As you can see on the photo the total power used by the video card is about 31W (with the card running at +135 MHz for the GPU and + 610 MHz for the video memory). Note that this power measurement is on the 12V line from the PSU going to the video card, so it does not take into account the power efficiency of the power supply and as a result the total power used by the video card from the mains will be higher by something like 15-20% (depending on the PSU). Note that we have used a powered PCI-E extender with USB 3.0 cable for the data lanes. This extender takes all the power provided to the PCI-E slot of the video card through a 4-pin molex connector and supplies both the 12V and the 3.3V power that the card uses drawing only power from the 12V line (there is a voltage regulator to output 3.3V from the 12V input on the extender’s board). So what the wat tmeter shows is the total power going from the PSU to the video card and in the case of the Gigabyte GTX 750 Ti it was 31W. Again the total power usage from the mains will be higher as this measurement does not take into account the power efficiency when converting 220V/110V to 12V.

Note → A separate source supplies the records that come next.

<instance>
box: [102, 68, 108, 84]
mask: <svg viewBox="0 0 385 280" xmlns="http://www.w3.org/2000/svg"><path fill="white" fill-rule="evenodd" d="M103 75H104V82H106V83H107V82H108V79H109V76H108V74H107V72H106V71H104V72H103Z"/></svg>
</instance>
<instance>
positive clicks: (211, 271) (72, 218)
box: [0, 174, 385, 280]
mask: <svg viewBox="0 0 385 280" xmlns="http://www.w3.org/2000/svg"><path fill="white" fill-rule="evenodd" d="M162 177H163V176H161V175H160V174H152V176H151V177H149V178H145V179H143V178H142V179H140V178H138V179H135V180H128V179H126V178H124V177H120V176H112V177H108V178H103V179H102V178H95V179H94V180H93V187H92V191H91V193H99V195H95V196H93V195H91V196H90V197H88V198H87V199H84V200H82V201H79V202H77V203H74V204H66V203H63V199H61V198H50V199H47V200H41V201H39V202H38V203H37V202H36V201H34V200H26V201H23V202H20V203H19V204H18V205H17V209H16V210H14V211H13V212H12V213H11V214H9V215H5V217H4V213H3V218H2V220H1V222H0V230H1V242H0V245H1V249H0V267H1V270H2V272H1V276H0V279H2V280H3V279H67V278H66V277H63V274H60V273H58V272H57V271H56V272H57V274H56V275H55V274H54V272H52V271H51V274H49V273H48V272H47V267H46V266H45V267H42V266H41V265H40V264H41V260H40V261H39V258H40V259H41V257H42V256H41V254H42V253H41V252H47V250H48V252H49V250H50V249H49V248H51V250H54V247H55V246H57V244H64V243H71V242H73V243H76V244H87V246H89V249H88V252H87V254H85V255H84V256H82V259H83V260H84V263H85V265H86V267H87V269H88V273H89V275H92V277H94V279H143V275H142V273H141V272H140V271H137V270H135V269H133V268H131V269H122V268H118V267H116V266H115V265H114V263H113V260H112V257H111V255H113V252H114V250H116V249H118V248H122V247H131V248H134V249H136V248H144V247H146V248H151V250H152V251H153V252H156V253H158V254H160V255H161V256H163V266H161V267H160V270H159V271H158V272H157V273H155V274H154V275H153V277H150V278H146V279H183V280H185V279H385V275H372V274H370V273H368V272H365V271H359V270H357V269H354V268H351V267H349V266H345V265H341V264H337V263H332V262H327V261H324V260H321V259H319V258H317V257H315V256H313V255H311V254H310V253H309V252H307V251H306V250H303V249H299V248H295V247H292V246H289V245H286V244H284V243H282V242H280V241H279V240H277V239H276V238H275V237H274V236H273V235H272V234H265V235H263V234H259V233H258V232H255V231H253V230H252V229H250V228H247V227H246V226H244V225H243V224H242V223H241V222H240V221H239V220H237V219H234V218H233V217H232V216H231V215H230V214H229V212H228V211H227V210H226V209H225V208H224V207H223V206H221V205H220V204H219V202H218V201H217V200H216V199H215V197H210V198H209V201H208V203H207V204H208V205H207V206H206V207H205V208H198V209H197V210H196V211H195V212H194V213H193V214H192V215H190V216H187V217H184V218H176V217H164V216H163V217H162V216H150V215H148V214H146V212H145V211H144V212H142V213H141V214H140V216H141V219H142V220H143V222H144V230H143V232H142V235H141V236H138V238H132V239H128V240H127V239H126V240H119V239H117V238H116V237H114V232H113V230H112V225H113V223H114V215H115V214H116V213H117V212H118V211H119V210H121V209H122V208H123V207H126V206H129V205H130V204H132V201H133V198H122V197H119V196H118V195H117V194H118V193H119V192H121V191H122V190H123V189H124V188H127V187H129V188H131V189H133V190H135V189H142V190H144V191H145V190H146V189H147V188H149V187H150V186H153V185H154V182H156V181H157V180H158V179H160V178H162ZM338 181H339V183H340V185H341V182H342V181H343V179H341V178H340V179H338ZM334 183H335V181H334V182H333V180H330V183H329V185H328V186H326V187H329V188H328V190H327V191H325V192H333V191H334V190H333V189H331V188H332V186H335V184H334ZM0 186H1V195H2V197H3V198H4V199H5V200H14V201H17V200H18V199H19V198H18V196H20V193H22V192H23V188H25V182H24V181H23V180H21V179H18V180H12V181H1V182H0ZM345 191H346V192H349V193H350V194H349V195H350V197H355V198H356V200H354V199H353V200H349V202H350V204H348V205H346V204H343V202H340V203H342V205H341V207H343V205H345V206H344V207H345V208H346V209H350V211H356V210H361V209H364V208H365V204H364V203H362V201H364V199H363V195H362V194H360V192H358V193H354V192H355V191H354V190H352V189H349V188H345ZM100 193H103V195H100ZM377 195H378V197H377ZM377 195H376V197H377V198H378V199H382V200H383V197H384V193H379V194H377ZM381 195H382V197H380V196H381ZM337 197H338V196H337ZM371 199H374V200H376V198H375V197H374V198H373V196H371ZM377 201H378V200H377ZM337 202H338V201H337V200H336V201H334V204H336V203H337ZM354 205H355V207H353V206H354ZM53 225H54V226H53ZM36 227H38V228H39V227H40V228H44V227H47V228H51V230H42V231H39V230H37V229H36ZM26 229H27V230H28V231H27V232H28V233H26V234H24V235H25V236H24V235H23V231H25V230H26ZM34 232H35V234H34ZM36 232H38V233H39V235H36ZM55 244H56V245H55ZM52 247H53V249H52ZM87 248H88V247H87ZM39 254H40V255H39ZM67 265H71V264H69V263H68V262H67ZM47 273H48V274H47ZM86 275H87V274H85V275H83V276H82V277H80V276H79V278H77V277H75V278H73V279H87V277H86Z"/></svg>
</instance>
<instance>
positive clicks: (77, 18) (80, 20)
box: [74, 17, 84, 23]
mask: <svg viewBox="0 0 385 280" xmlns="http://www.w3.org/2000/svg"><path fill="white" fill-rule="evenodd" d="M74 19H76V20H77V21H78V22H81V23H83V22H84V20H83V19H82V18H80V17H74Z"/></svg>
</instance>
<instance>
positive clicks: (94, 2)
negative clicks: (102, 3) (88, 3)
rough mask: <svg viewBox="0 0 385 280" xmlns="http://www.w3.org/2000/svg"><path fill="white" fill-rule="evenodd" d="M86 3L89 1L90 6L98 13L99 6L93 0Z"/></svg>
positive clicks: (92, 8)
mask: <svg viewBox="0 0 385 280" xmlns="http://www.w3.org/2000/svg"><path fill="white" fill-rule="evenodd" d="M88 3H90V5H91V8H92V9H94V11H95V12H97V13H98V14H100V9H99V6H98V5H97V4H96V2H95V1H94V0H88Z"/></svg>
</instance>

So what is the situation with the total power usage per GTX 750 Ti video card from the mains? The easiest way to check that is to measure using a watt meter connected between a power socket and the power supply of the computer the total power consumption of the system with 6 cards and then disconnect one card and to measure again. The difference we got using this method was about 79W, though this is not for the video card only as it also affects a bit the overall power consumption of the whole system. Also note that the measured 374 Watt for the 5-card and 453 Watts with the 6-card setup are with the video cards overclocked to +135 MHz/+610 MHz. The results we’ve got with the cards running at the stock frequency were 367W with 5-cards and 432W with 6 cards or a 65W difference per card (total power used from the mains). This difference of 14 watts between stock and overclocked frequencies brings roughly about 40 KHS more in terms of hashrate for Scrypt mining (per card). Have in mind that our power supply used had an efficiency rating of about 80-85%, so this means that 15-20% of the total power used at the mains is actually wasted in the conversion between 220V/110V and 12V.
Another interesting thing that we have noticed while testing the power usage and overclocking capabilities of the 6-card GeForce GTX 750 Ti mining rig was the total power consumption that we got for the system with the power target limit changed from the standard setting of 38.5W to the 65.5W. The watt meter showed an increase of power from the 453W with the 38.5W power target limit to 556W with the 65.5W power limit – about 100W increase with the same operating frequencies with a slight increase in performance of about 90 KHS total from the 6 cards or roughly a bit over 1W per KHS and in our opinion this is not worth the extra increase in power usage, so raising the power limit may not always be a good idea!